The all-Type-C hub is certainly possible, and eventually will dominate. Examples of "Hybrid-A-A-C-C = >C cable" hubs do exists.
The main problem here is in additional cost of Type-C port. Also, the purely C hub is largely useless these days, since the number of devices with Type-C connectors is still miserable on the market.
The Type-C port must have the polarity-detection mode, lane muxing, and full VBUS power control, because the VBUS switching (must be always OFF when no cable is attached) is mandatory, in contrast with the regular USB, where "ganged" wiring of VBUS is allowed. Even in classic USB the hubs who implement full power control on VBUS are selling in $40-$50 range.
Until design houses as GL, VIA, TI, or Microchip came up with hub ICs that natively support the lane muxing, CC detect/handshake, and VBUS control, the C-C-only hubs will be expensive to make, and therefore harder to find. Enhanced Power Delivery increases the cost dramatically. But I guess this all is a matter of time.

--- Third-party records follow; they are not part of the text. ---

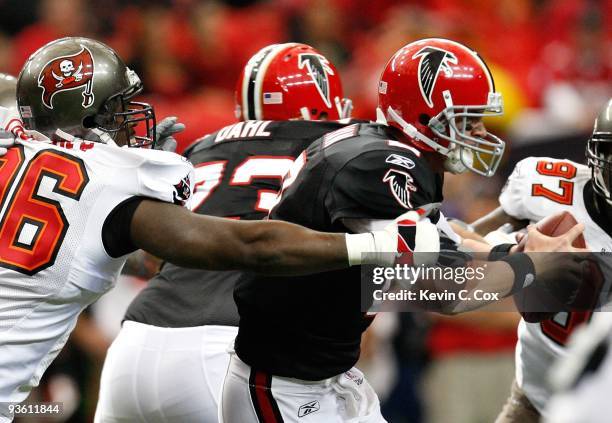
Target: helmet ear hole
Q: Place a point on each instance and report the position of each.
(89, 121)
(424, 119)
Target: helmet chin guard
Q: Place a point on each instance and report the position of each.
(460, 148)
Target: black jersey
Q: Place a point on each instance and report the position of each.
(310, 327)
(238, 175)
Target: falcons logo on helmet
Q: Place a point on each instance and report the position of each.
(318, 69)
(182, 191)
(401, 184)
(433, 60)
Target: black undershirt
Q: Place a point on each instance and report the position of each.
(595, 206)
(116, 235)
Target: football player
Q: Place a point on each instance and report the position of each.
(299, 338)
(170, 358)
(539, 187)
(72, 209)
(582, 378)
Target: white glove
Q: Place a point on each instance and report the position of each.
(7, 139)
(409, 233)
(164, 131)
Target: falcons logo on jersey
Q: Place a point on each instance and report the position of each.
(433, 60)
(401, 184)
(318, 69)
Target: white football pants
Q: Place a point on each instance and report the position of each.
(171, 375)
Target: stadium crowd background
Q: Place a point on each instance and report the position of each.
(552, 60)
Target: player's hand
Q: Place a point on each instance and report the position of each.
(537, 241)
(7, 140)
(164, 132)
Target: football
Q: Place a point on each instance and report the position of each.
(557, 225)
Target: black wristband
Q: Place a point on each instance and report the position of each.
(500, 251)
(524, 271)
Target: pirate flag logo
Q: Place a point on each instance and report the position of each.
(433, 60)
(68, 73)
(318, 69)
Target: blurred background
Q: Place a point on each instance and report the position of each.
(552, 60)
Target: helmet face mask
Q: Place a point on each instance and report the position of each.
(432, 90)
(290, 81)
(599, 153)
(81, 87)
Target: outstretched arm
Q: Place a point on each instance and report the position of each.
(271, 247)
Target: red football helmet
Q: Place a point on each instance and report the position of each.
(290, 81)
(429, 90)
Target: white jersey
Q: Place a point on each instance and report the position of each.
(539, 187)
(53, 205)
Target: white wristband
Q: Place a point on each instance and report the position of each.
(379, 245)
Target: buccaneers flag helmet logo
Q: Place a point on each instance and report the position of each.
(68, 73)
(433, 60)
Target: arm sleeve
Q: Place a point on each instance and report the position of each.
(116, 229)
(518, 189)
(369, 187)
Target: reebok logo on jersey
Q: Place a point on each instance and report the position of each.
(400, 184)
(309, 408)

Bi-directional hubs are not possible in principle, the USB was designed as host-centric architecture with star topology, where hubs are expanders of the preconceived topology. Hubs are not a set of wires or switches/muxes, they cannot "interrupt" any OTG negotiations. A USB hub is a pretty sophisticated communication processor, which has a local and independent port control management, with deep elasticity buffers, with re-timing and re-sampling of data flows between upstream port and downstream ports. But they can't route anything from one downstream port to anther downstream port "across" the hub.
Theoretically, however, it is possible to design a device (SoC) that would have multiple OTG/DRP ports, where the CPU would provide any type of cross-communication, but this will be a new type of USB device, "super-hub", or "super-dock", or something.